In a live-streamed event, NBA star Al Harrington, four-time Grammy-award winner Drake, world champion boxer Badou Jack, rapper & activist Killer Mike, Meek Mill, NFL player Julio Jones and NBA star John Wall and others announced on Tuesday that they’d co-written and signed a letter to President Joe Biden requesting a general pardon for “all persons subject to federal criminal or civil enforcement on the basis of a nonviolent marijuana offense.”(Photo by David Becker/Stringer/Getty Images)
What Happened
The letter to President Biden, spearheaded by Weldon Angelos of the Weldon Project/Mission Green and Academy for Justice Director Erik Luna, includes signatures from some 150 artists, athletes, producers, lawmakers, law enforcement officials, academics, business leaders, policy experts, reform advocates and other professionals.
Angelos, along with Luna, Harrington and Ralo, also participated in the live-streamed event in which they discussed the letter to President Biden and emphasized the call for clemency.
The stories of those this will help are compelling, Angelos told Benzinga, noting that Drake, Lil Baby, Meek Mill, Killer Mike and dozens of other hip-hop artists signed on the letter in support of their friend and fellow rapper Ralo, who is facing 8 years for a nonviolent marijuana offense.
“I appreciate my friends and peers in the hip-hop community, such as Drake & Killer Mike, for supporting my clemency because it’s just not right that corporations are allowed to violate federal law and become millionaires while people like myself go to prison for years,” Ralo said. “This is hypocrisy.
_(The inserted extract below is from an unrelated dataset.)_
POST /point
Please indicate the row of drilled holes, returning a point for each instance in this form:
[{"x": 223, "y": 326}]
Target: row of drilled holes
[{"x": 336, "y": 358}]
But I am hopeful that Joe Biden will honor his campaign promise and grant us clemency, without delay, so that we can return home to our families and communities.”
Angelos added, “The long-term effects on the formerly incarcerated for federal marijuana convictions go beyond the prison walls, making it difficult if not impossible for someone to get a job, have access affordable housing, educational loans etc. They’re limited in so many ways that people don’t realize when they just want to begin again and contribute to society. Enough is enough. No one should be locked up in federal prison for marijuana.”